O sequestro de Maria Kolesnikova, Anton Rodnenkov e Ivan Kravtsov é uma tentativa de impedir o trabalho do Conselho Coordenador (para a transferência pacífica do poder na Bielorrússia) e intimidar os seus membros”, disse Svetlana Tikhanovskaya, atualmente exilado na Lituânia, citada pelo portal digital Tut.by.

Esta segunda-feira de manhã, Maria Kolesnikova foi intercetada no centro de Minsk por vários homens mascarados que a colocaram numa carrinha e foi levada para parte desconhecida, de acordo com testemunhas ouvidas pelos media locais.

Pouco depois, Rodnenkov e Kravsov, membros do Conselho Coordenador, também teriam desaparecido.

As autoridades praticam o terror. Isso não pode ser chamado de outra forma”, disse Svetlana Tikhanovskaya, que disputou as eleições presidenciais de 9 de agosto.

Nessas eleições, Alexander Lukashenko, no poder há 26 anos, foi proclamado vencedor com 80,1% dos votos, resultado considerado fraudulento pela oposição e que não foi reconhecido pelos países ocidentais.

As autoridades enganam-se se pensam que vão nos deter. Quanto mais nos intimidarem, mais gente sairá às ruas. Continuaremos a lutar. Vamos conseguir a liberdade de todos os detidos e a realização de novas eleições”, frisou Tikhanovskaya.

A polícia de Minsk, por sua vez, negou que Maria Kolesnikova tenha sido detida por algum dos seus oficiais.

Numa entrevista recente à agência de notícias EFE, Kolesnikova declarou que não tinha medo de ser presa.

Conheço muito bem os últimos 26 anos da história da Bielorrússia. Para mim, foi uma escolha e um risco que assumi com todas as consequências. Mas o futuro da Bielorrússia merece a nossa luta e, por isso, sacrificar alguns confortos.

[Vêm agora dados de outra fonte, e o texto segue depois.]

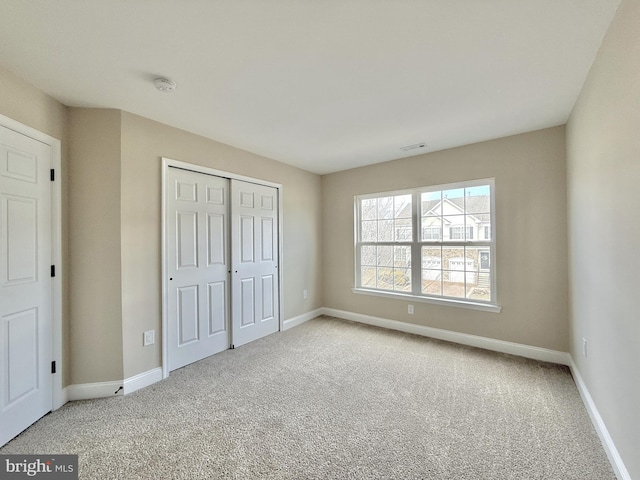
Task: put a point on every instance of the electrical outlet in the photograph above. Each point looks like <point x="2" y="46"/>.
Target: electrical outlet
<point x="149" y="338"/>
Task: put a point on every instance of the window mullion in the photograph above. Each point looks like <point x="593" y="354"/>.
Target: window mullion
<point x="416" y="254"/>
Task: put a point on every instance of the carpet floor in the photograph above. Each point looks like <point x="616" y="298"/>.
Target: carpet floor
<point x="332" y="399"/>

Não me arrependo", afirmou a opositora.

Kolesnikova, membro do Conselho de Coordenação para a transferência pacífica do poder na Bielorrússia, é uma das principais figuras da oposição bielorrussa no país e uma das poucas que escolheram não se exilar no estrangeiro.

Maria Kolesnikova, música de profissão, é a única das três mulheres que enfrentaram o Presidente bielorrusso, Alexander Lukashenko, na campanha para as presidenciais que continua em Minsk, já que a líder da oposição, Svetlana Tikhanovskaya, e Veronika Tsepkalo partiram para o exílio depois das eleições de 9 de agosto.

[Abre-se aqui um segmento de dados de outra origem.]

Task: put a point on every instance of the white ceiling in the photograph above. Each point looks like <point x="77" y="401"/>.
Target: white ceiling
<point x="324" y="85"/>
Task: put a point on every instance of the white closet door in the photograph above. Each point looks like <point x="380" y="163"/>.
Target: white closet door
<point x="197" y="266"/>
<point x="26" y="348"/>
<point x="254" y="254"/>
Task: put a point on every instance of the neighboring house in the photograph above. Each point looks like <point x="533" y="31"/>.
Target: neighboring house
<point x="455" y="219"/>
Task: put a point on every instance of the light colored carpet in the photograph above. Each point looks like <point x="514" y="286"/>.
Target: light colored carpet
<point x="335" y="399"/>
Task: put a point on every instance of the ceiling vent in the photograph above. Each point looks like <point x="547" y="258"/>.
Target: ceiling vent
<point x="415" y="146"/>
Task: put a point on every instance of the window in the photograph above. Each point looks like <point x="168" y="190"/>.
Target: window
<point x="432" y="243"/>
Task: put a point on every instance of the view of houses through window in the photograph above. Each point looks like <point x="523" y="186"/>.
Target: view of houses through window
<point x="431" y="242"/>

O chefe da diplomacia da União Europeia (UE), Josep Borrell, classificou hoje como “inaceitáveis” os “raptos por motivos políticos” de opositores na Bielorrússia, exigindo que as autoridades respeitem as leis nacionais e internacionais.

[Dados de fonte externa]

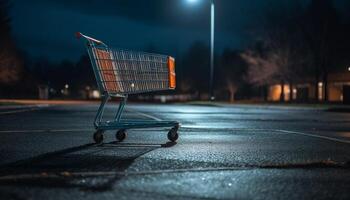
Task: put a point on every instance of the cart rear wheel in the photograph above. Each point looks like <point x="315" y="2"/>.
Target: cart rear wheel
<point x="173" y="135"/>
<point x="120" y="135"/>
<point x="98" y="136"/>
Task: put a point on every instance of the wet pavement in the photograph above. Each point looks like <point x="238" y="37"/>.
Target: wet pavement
<point x="224" y="152"/>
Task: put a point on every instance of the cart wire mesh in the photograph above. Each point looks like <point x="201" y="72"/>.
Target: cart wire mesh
<point x="128" y="72"/>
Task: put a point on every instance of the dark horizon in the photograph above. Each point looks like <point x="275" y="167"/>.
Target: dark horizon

A Bielorrússia tem sido palco de várias manifestações desde 09 de agosto, quando Alexander Lukashenko conquistou um sexto mandato presidencial.

Nos primeiros dias de protestos, a polícia deteve cerca de 7.000 pessoas e reprimiu centenas de forma musculada, suscitando protestos internacionais e ameaça de sanções.

Os Estados Unidos, a União Europeia e diversos países vizinhos da Bielorrússia rejeitaram a recente vitória eleitoral de Lukashenko e condenaram a repressão policial, exortando Minsk a estabelecer um diálogo com a oposição.